Seine Mühe war nicht vergebens gewesen, das Diner war prachtvoll, aber er vermochte doch nicht vor dem Ende ruhig zu sein. Er winkte dem Haushofmeister zu, erteilte den Dienern flüsternd Befehle und erwartete nicht ohne Aufregung jeden ihm bekannten Gang. Beim zweiten Gang knallten die Pfropfen und die Diener gossen Champagner ein.

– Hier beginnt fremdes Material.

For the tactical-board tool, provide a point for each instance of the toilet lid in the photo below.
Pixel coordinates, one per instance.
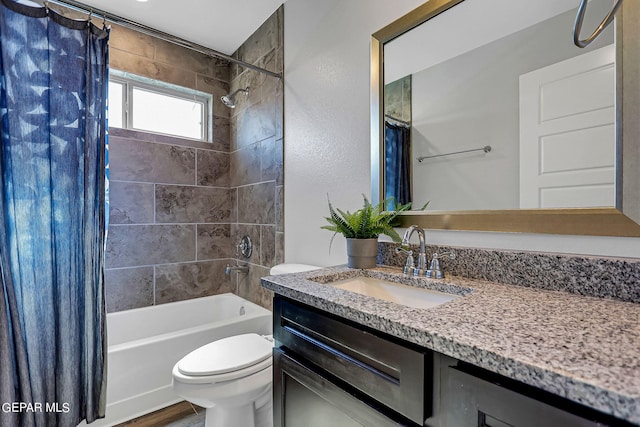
(226, 355)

»Es werden noch viele Toaste folgen, deshalb ist es Zeit, anzufangen«, flüsterte der Graf, nahm das Glas zur Hand und stand auf. Alle schwiegen. »Die Gesundheit des Herrn und Kaisers!« rief er und in seinen Augen glänzten Tränen des Entzückens. Die Nationalhymne: »Der Donner des Sieges erschalle«, fiel ein. Alle standen auf und schrien Hurra. Auch Bagration schrie mit derselben Stimme wie damals bei Schöngraben. Der junge Rostow überschrie alle dreihundert Stimmen. Er war dem Weinen nahe. »Hurra!« schrie er und warf sein geleertes Glas auf den Fußboden. Viele folgten seinem Beispiel und es dauerte lange, bis wieder Ruhe eintrat. Die Diener sammelten die Scherben und alle setzten sich. Dann folgte ein Toast auf Bagration und noch viele andere. Es wurden noch viele Gläser zerbrochen und noch viel geschrien. Bei dem Toast auf den alten Grafen Rostow nahm dieser sein Taschentuch und verbarg weinend sein Gesicht darin.